Friday, January 16, 2009

I Fear for My Country

American politics goes through cycles. During the Revolutionary War, the nation issued Continentals to finance its efforts, and was unable to back them up. The result was a hyper-inflation that rendered the Continentals valueless. The government never made good on them. Subsequently, the public was conscious of inflation, and the Second Bank of the United States, while corrupt, did not pursue an inflationary policy. Nevertheless, Andrew Jackson did not renew its charter and closed the bank. Unfortunately, this inadvertently led to an inflation because the state chartered banks lent aggressively. In the end, the gold standard proved resilient to inflation, but the Civil War led to the issuance of greenbacks. The greenbacks led to inflation. In the post Civil War period the government decided to withdraw the greenbacks, but rather than adopt a bi-metallic standard as had existed prior to the Civil War, only gold was monetized. This led to a deflation, which caused resentment among land owners (farmers), silver miners and other special interests. The deflation issue came to a head in 1896, when the "Populist" movement was defeated. Historians can hem and haw about the role of tariffs in this, but if the public had badly wanted to adopt a silver standard, Bryan would have been elected. Contrarily, Bryan ran twice more and was defeated every time. So Populism did not win the hearts of the working man, or of the general public.

Despite the defeat of bimetallism, Woodrow Wilson pushed for adoption of the Federal Reserve during Christmas week of 1913. The act was posed as a technical banking law. It was passed soon after JP Morgan's death in 1913. The public did not get to vote on it, and it is likely that even Woodrow Wilson did not totally understand that he was taking steps that would lead to the gold standard's abolition. Thus, the public never got to vote on the question of hard money, and was unaware that the chief step to abolish it had been taken by Congress and Wilson.

For the next twenty years the gold standard remained in place and the Republican administrations that followed Wilson continued relatively hard money policies. There was an inflation much like the Revolutionary and Civil War inflations during World War I, and then the Fed popped the bubble around 1920, resulting in a depression. Subsequently there was a mildly expansionist monetary policy, which led to the stock market increases in the 1920s. In the late 1920s the Fed popped the bubble again, but this time there was a different response.

The difference between the 1930s and the 1920s response to the stock market bubbles may have been due to public indebtedness. During the 1920s car loans and buying stocks on margins had become prevalent. Also, other kinds of buying on time had become more prevalent. People may have been stretched to a somewhat greater degree than previously. In any case, the high unemployment that followed the 1929 crash created much greater public protest than previous cutbacks. Consumerism may have created additional risks.

Rather than treat the new unemployment problem as just that and stabilize the money supply, the Fed first increased credit availability in the early 1930s and then in 1935-6 tightened again, resulting in a second round of unemployment. First, the banking and media interests had emphasized the dire problem of unemployment, then the Fed ignored it.

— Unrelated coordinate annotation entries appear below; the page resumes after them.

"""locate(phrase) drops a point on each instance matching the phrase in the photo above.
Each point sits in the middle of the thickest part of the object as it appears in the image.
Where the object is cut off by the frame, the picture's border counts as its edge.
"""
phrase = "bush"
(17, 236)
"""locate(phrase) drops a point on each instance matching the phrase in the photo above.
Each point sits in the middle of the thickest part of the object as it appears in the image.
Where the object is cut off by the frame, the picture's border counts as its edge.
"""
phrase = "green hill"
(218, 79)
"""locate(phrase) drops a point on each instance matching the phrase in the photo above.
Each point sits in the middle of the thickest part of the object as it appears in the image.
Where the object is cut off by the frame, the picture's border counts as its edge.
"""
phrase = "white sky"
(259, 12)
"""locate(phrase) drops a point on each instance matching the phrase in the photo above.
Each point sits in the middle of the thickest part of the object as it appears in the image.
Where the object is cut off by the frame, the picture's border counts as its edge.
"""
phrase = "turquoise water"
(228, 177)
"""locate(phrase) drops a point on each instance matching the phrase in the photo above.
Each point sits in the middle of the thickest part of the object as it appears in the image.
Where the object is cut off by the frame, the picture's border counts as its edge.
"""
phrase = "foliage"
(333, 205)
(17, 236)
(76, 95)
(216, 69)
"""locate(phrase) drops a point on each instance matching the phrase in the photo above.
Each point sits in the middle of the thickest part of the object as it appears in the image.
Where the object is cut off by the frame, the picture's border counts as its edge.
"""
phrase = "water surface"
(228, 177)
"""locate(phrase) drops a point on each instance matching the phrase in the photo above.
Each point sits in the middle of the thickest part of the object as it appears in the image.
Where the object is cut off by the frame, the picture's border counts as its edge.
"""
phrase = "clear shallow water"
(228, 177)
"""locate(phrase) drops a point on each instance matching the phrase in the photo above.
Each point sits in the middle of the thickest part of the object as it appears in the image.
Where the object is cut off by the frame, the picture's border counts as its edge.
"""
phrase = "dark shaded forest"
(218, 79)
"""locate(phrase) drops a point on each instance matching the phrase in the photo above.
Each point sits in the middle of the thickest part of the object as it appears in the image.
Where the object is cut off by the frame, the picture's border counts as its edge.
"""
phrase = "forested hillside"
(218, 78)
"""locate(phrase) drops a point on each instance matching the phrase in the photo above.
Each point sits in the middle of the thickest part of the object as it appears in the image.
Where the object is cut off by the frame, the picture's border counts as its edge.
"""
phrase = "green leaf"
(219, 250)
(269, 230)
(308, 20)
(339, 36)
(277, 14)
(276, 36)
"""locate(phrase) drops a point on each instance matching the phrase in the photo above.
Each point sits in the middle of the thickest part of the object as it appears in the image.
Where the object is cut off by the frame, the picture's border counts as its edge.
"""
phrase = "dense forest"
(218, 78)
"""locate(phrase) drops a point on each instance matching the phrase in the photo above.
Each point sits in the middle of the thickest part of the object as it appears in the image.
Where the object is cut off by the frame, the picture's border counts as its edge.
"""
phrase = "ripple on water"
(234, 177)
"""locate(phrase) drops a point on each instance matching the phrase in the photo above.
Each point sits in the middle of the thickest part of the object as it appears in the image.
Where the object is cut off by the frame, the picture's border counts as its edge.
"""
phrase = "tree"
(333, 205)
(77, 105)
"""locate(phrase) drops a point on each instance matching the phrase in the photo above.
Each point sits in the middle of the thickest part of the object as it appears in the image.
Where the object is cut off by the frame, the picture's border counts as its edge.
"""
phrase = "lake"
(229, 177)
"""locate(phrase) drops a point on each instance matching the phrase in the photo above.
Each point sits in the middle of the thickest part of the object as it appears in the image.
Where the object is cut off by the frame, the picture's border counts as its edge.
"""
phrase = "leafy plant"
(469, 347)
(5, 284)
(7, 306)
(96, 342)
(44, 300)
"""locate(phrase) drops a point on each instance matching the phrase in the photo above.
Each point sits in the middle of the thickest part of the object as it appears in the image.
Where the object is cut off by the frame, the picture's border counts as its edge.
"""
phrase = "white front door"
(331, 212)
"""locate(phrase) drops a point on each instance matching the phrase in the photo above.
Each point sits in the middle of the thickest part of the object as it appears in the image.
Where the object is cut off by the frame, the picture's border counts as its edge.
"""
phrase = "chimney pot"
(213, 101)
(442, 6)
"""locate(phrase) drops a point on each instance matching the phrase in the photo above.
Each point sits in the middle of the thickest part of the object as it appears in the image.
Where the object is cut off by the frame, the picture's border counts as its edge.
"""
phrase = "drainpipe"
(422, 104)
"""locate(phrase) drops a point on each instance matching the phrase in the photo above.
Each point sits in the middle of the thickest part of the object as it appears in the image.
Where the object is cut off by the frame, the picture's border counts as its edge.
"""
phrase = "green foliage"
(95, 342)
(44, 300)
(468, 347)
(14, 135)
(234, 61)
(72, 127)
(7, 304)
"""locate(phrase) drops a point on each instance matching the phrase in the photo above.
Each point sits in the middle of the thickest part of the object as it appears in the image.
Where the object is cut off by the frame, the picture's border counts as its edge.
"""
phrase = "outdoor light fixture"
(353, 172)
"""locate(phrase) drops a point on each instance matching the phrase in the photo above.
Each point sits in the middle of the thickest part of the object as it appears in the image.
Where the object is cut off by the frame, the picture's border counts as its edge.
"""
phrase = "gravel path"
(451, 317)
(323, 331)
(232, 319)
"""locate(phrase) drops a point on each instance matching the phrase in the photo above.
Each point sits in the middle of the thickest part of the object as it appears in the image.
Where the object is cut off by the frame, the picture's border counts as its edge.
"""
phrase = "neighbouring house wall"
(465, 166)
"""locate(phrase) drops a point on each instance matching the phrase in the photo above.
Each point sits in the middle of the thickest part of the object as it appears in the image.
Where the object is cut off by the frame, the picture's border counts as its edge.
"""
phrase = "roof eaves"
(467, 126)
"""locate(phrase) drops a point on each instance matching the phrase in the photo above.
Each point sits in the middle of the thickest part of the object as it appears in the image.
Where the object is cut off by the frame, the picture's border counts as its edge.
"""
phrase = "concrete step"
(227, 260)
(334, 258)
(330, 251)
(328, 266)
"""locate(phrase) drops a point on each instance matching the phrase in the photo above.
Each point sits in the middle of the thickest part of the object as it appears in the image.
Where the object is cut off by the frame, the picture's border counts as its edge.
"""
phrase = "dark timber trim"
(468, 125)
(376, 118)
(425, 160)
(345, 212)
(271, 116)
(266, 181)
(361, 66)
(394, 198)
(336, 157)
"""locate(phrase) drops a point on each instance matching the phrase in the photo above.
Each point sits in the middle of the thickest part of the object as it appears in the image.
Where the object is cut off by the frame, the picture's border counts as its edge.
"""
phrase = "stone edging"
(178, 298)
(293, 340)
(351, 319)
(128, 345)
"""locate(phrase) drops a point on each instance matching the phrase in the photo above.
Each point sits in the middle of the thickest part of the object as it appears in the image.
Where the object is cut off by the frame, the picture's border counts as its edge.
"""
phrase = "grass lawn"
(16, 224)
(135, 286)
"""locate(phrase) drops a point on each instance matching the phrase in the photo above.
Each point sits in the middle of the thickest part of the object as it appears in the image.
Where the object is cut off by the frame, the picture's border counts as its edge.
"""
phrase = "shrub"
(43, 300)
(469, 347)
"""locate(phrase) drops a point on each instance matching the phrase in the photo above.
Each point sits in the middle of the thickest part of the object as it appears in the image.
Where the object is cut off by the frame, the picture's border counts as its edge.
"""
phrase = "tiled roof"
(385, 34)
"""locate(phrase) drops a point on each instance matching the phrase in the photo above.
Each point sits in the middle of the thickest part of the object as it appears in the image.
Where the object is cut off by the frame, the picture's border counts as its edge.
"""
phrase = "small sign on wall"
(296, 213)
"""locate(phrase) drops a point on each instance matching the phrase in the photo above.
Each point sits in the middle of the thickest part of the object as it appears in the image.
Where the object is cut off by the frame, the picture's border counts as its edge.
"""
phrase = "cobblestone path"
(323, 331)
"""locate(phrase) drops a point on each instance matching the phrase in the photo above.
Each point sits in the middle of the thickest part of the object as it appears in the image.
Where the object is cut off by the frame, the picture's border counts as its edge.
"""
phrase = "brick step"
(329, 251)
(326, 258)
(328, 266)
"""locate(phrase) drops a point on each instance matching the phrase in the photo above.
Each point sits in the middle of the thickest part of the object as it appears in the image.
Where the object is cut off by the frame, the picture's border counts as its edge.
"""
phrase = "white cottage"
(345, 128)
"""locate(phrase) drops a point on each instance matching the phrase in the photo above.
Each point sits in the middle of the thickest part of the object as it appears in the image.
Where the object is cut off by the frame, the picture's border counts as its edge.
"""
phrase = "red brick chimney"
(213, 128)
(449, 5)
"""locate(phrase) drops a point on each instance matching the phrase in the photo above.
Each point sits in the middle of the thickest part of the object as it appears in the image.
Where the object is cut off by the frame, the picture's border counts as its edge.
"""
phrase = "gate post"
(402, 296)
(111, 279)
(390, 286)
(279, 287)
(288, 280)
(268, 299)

In the 1940s there was a new round of inflation and stimulus as the federal government borrowed heavily and also expanded the money supply during World War II. The post-war inflation bubble was never really popped. The emphasis had become heavily weighted toward full employment, and the slightest reduction in monetary expansion became known as a recession.

The problem with hyper-inflation is (a) savers are harmed; (b) savers will respond by withdrawing capital from investment uses and depositing it in foreign countries, gold and commodities; (c) businesses have more difficulty planning, so innovation is squashed even more than it has been since World War II; (d) as a result of volatility and withdrawal of investment, unemployment rises (the bugaboo returns, now created by the policies meant to curtail it); (e) trust in government evaporates as the public realizes that money is deceptive (this is already true, but the propagandists of the state, aka the "mainstream media" have been able to hold the line since 1980); (f) the result is economic decline and instability. Capitalism and greed are blamed and further steps are taken to disrupt innovation.

The current "crisis" reflects many decades of bad policy and bad economic thinking. It can be viewed in two different ways, and much depends on public reaction to the Bush-Obama inflation that will result.

1. Will the public demand a monetarist response to inflation much as it did after the Revolutionary War, the Civil War, and 1979-80, and so elect an advocate of the free market? This time, hopefully, there will be one with cajones who actually will reduce the scope of government, unlike Ronald Reagan.

2. Or, will the public believe the pissant propagandists, their socialist masters on Wall Street and their current puppet, President Obama, and demand ever greater subsidies to business, to Wall Street and increasing government control with the puppet masters, the big Wall Street banks, pulling the strings?

Given America's terrible education system, Americans today lack the ability to think clearly. I am not certain that America will opt for choice 1. It has allowed things to get this bad through self indulgence. I am not certain that the road to tyranny is reversible.